# kindly ID this plant



## ecotanker (Jun 12, 2009)

I got a great looking plant from a lfs and would love to know exactly what it is. Please id it for me and give some advice to its care. Thanks so much.


----------



## Seattle_Aquarist (Mar 7, 2008)

Hi ecotanker,

It looks like LIMNOPHILA AROMATICA. The Plantfinder part of APC is a great tool for learning about some of the various species of plants.

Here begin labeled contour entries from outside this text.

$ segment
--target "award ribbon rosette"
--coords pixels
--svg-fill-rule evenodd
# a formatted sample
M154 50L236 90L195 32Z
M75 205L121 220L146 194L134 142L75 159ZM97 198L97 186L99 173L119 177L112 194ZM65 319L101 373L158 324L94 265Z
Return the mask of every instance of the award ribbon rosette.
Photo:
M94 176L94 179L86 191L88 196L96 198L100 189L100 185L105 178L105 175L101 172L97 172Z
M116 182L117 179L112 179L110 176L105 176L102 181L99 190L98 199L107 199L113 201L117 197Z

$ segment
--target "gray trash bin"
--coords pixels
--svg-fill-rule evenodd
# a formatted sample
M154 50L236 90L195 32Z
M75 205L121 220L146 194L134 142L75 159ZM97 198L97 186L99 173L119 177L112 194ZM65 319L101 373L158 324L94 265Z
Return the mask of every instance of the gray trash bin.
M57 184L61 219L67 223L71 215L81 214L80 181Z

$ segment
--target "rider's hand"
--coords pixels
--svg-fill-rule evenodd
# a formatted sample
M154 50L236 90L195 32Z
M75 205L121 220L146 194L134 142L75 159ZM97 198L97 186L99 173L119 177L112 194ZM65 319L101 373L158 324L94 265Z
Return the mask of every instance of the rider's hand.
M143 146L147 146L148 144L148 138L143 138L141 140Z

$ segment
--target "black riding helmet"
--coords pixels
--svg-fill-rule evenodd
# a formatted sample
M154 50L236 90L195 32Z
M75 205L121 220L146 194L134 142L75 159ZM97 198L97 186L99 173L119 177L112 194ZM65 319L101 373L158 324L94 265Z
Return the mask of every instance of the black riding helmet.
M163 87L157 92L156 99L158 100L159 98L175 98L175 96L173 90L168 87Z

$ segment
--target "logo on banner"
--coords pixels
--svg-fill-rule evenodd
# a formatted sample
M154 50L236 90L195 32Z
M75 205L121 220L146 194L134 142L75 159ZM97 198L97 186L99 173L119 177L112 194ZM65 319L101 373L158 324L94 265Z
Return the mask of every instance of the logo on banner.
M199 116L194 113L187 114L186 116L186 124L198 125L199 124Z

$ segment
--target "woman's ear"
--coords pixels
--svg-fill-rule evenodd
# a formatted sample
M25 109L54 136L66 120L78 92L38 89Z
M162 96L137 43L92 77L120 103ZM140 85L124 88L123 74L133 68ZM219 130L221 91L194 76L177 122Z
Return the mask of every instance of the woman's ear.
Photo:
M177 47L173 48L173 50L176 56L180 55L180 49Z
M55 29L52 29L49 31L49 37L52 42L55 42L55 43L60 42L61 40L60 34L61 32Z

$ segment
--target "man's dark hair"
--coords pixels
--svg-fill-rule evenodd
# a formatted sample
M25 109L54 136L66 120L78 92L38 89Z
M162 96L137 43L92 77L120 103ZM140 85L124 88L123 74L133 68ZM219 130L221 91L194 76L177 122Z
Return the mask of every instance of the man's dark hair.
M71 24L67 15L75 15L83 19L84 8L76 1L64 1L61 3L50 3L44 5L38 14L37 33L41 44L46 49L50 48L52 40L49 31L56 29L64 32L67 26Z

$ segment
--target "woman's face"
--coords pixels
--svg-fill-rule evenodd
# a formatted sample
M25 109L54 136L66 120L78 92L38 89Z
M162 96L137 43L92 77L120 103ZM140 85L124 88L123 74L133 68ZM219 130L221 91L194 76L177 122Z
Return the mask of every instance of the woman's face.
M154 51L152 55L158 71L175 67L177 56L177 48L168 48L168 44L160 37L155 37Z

I have Limnophila aromatica and it grows well for me. The leaves turn the reddish color if they grow close to the light. I do have trouble with the plant keeping the lower leaves.


----------



## Cavan Allen (Jul 22, 2004)

I think it's actually this:
http://www.aquaticplantcentral.com/...etails.php?id=81&category=genus&spec=Ludwigia

Great find for a LFS!


----------



## Seattle_Aquarist (Mar 7, 2008)

Hi Cavan,

I certainly don't have the experience that you do in this area. So I can properly identify what I have in my tank, is there a way to tell the difference without doing emersed culture? I was going by the wider leaf structure.


----------



## ecotanker (Jun 12, 2009)

Thank you Cavan and Seattle_Aquarist! I believe it is a Ludwigia Cuba too, but just want to make sure. Thanks for the pointer to the plant finder.


----------



## Cavan Allen (Jul 22, 2004)

Seattle_Aquarist said:


> Hi Cavan,
> 
> I certainly don't have the experience that you do in this area. So I can properly identify what I have in my tank, is there a way to tell the difference without doing emersed culture? I was going by the wider leaf structure.


_L. aromatica_ has teeth on its leaves while the _Ludwigia_ doesn't. It also has sharper leaf tips, doesn't have the somewhat mottled appearance, isn't as weedy, and so on. Also, the aromatica has a distinct peppery/carroty smell, even when grown submersed (not surprising, since it's also used as an herb). There are more differences, but those are sufficient to tell them apart. _Pogostemon stellatus_ is similar to both, but can be differentiated by its purple nodes (where the leaves attach).


----------



## Seattle_Aquarist (Mar 7, 2008)

Thank you Cavan, I do have Limnophila aromatica. Mine definitely have teeth on the leaf edges.


----------